The Times article says, Lanier “blames the web’s tradition of ‘drive-by anonymity’ for fostering vicious pack behavior on blogs, forums, and social networks. He acknowledges the examples of generous collaboration, like Wikipedia, but argues that the mantras of ‘open culture’ and ‘information wants to be free’ have produced a destructive new social contract.

“ ‘The basic idea of this contract,’ he writes, ‘is that authors, journalists, musicians, and artists are encouraged to treat the fruits of their intellects and imaginations as fragments to be given without pay to the hive mind. Reciprocity takes the form of self-promotion. Culture is to become precisely nothing but advertising.’ ”

Scary.

Lanier differs slightly from some other tech wonks. He sees the stifling of new technologies by monopolies (Google, YouTube) as a root cause of the problem. Others, though, such as the University of Texas-Dallas’ Stan Liebowitz, says intellectual piracy is to blame.
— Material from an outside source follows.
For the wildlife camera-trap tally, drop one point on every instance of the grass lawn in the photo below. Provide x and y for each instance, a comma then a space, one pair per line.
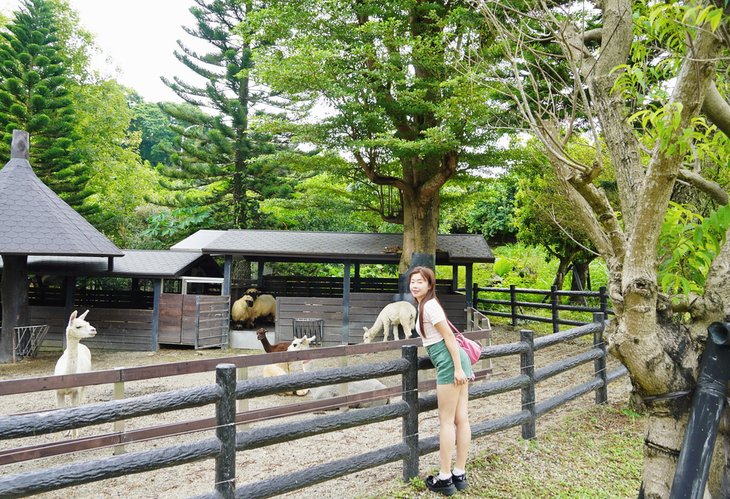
595, 452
What else is to blame for the fact that there hasn’t been a next Dave Matthews or next White Stripes, two artists that rose to popularity at the beginning of the internet/iTunes boom?

“It’s as if culture froze just before it became digitally open, and all we can do now is mine the past like salvagers picking over a garbage dump,” Lanier writes.

In theory, the Times article says, “public officials could deter piracy by stiffening the penalties, but they’re aware of another crucial distinction between online piracy and house burglary: There are a lot more homeowners than burglars, but there are a lot more consumers of digital content than producers of it.

“The result,” the story continues, “is a problem a bit like trying to stop a mob of looters. When the majority of people feel entitled to someone’s property, who’s going to stand in their way?”